"But I tell you you're wrong, all wrong!" I broke in. "Joe isn't that kind of an idiot!"

"Joe," said my wife decidedly, "is like every man I've ever met. I found that out when he was sick. He has the old natural longing for a wife and a home of his own. His glimpse of it here may have started it rising. I'm no more sure than you are that he admits it to himself. But it's there all the same in the back of his mind, and in that same mysterious region he's trying to reconcile marrying Sue to the work which he believes in—even with this strike coming on. It's perfectly pathetic.
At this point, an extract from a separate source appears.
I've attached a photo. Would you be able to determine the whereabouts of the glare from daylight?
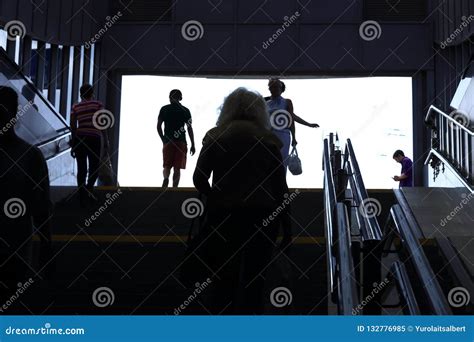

"Isn't it funny," she added, "how sometimes everything comes all at once? Do you know what this may mean to us? I don't, I haven't the least idea. I only know that you yourself are horribly unsettled—and that now through this affair of Sue's we'll have to see a good deal of Joe—and not only Joe but his friends on the docks—and not even the quiet ones. No, we're to see all the wild ones. We're to be drawn right into this strike—into what Joe calls revolution."

"You may be right," I said doggedly. "But I don't believe it."


CHAPTER VIII

A few days later Joe called me up and asked me to come down to his office. His reason for wanting to see me, he said, he'd rather not give me over the 'phone.

"You're right," I told Eleanore dismally. "He's going to talk to me about Sue."

I dreaded this talk, and I went to see Joe in no easy frame of mind. But it was not about Sue. I saw that in my first glimpse of his face. He sat half around in his office chair listening intensely to a man by his side.

"I want you to meet Jim Marsh," he said.